Adobe has patched a zero-day vulnerability in its Flash Player software which was being actively exploited by criminals but the company has yet to address another zero-day flaw in the same software which is being used in the Angler Exploit Kit.
Earlier this week security researcher Kafeine revealed that a vulnerability in Flash was affecting people using Internet Explorer on Windows XP, Windows Vista, Windows 7 and Window 8 with the criminals using the Angler Exploit Kit to install the Bedep malware, which is used in ad-fraud campaigns.
Exploit kits are automated software tools that allow thieves to rig hacked websites to deploy malicious code which is most of the time downloaded without the victim's knowledge.
On Thursday Kafeine updated his blog to reveal the hackers had adapted the exploit kit to also attack users of the Firefox browser, meaning millions more people were vulnerable to attack.
The researcher also added that a fully-patched version of Internet Explorer 11 on Windows 8.1 was now also vulnerable, having previously been protected.
In an advisory also published on Thursday (22 January), Adobe announced an update to its Flash Player software which patched a vulnerability (CVE–2015–0310) that would allow hackers to "circumvent memory randomisation mitigations on the Windows platform". This is not the flaw which is being used by the Angler Exploit Kit.
A zero-day attack refers to a flaw in the software which is unknown to the manufacturers. This security hole is then exploited by hackers before the vendor becomes aware and rushes to fix it - meaning they have zero days to fix it before it is exploited.
Adobe said however that it was aware of this issue and would issue a patch next week.
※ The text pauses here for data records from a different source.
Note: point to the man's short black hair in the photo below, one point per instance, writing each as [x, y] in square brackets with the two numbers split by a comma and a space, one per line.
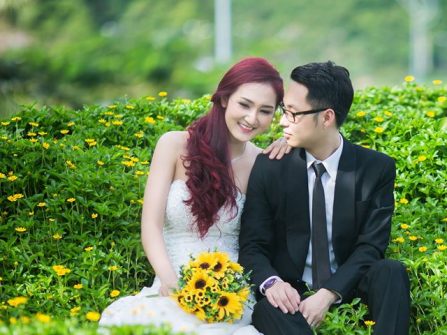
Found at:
[329, 86]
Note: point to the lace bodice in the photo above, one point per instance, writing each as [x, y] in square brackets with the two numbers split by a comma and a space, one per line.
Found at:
[182, 240]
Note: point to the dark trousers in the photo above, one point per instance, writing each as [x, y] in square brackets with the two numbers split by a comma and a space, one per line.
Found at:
[385, 289]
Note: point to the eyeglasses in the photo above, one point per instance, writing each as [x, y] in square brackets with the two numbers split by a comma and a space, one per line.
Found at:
[291, 116]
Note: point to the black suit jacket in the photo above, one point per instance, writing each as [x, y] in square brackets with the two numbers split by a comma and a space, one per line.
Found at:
[275, 227]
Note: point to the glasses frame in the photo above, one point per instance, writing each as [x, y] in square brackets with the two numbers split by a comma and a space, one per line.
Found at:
[285, 112]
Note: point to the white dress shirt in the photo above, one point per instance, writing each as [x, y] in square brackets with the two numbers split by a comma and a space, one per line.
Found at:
[328, 180]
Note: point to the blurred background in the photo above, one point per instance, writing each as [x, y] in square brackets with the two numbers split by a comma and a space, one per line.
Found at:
[77, 52]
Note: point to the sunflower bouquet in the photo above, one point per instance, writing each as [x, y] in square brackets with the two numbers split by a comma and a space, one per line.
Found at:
[213, 288]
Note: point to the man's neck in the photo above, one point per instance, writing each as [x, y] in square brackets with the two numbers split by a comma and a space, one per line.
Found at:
[326, 146]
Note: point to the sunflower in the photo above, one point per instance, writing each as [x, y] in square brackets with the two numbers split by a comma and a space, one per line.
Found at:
[199, 281]
[236, 267]
[228, 305]
[221, 264]
[204, 261]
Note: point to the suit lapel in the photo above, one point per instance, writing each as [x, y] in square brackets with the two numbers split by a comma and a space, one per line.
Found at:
[297, 208]
[344, 197]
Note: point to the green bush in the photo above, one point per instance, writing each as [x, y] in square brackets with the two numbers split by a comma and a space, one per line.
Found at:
[71, 188]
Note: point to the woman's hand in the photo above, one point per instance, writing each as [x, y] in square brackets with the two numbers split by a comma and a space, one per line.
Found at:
[277, 149]
[167, 288]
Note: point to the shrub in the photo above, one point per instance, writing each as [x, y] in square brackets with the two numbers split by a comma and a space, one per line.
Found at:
[72, 182]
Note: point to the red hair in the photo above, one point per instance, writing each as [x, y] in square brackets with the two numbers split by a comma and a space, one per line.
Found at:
[207, 162]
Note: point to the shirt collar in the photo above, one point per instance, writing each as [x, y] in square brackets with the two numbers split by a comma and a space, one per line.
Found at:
[330, 163]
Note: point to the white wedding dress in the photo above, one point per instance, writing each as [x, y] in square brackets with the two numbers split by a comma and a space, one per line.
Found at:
[181, 242]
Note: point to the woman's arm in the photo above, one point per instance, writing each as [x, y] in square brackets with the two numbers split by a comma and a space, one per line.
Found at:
[161, 175]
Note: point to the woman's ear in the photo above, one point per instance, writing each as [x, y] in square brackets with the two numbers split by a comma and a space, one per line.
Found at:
[224, 102]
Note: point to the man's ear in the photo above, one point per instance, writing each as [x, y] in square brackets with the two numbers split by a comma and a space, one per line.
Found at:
[329, 117]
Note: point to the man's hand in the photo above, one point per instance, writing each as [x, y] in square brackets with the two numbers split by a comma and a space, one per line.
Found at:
[283, 296]
[315, 307]
[277, 149]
"We are aware of reports that this vulnerability is being actively exploited in the wild via drive-by-download attacks against systems running Internet Explorer and Firefox on Windows 8 and below. Adobe expects to have a patch available for CVE–2015–0311 during the week of January 26."
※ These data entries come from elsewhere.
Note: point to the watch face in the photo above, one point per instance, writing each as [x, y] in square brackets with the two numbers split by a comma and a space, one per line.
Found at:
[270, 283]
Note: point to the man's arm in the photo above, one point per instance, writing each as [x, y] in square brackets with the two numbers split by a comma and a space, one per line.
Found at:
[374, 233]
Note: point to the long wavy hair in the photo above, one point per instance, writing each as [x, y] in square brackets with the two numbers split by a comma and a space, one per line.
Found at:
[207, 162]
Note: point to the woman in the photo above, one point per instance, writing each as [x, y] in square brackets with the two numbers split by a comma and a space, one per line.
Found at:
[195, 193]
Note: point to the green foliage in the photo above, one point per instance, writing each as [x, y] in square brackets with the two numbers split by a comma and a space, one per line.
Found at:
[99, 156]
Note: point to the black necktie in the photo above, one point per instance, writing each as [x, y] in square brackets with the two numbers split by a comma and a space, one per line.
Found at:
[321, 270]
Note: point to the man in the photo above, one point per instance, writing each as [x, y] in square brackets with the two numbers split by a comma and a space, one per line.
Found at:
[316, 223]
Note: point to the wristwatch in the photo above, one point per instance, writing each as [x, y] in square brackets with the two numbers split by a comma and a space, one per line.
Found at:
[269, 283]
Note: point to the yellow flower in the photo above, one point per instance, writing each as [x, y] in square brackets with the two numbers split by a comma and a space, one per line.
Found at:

Wanting of the dangers of integrating this vulnerability into the Angler Exploit Kit, Pedro Bustamante from Malwarebytes said:
"The zero-day vulnerability in Flash Player, as discovered by Kafeine, could provide a big security risk for Internet users, effectively opening an unguarded window onto PCs worldwide. The fact that it has seemingly been integrated into the Angler Exploit Kit shows that criminals are keen to use it to target people and businesses en-masse.
"Using a delivery mechanism such as Angler increases the chance of successful infections, allowing for accurate attacks through infected adverts on high traffic websites."
Richard Cassidy from Alert Logic says that exploit kits are an attractive tool for criminals, particularly those without a huge amount of technical expertise:
"From an attacker perspective exploit kits make the task of gaining access to a user's system through web based exploitable vulnerabilities very easy indeed, you simply don't need a great deal of security to technical expertise to effectively use them and can gain access to compromise systems in a very short period of time."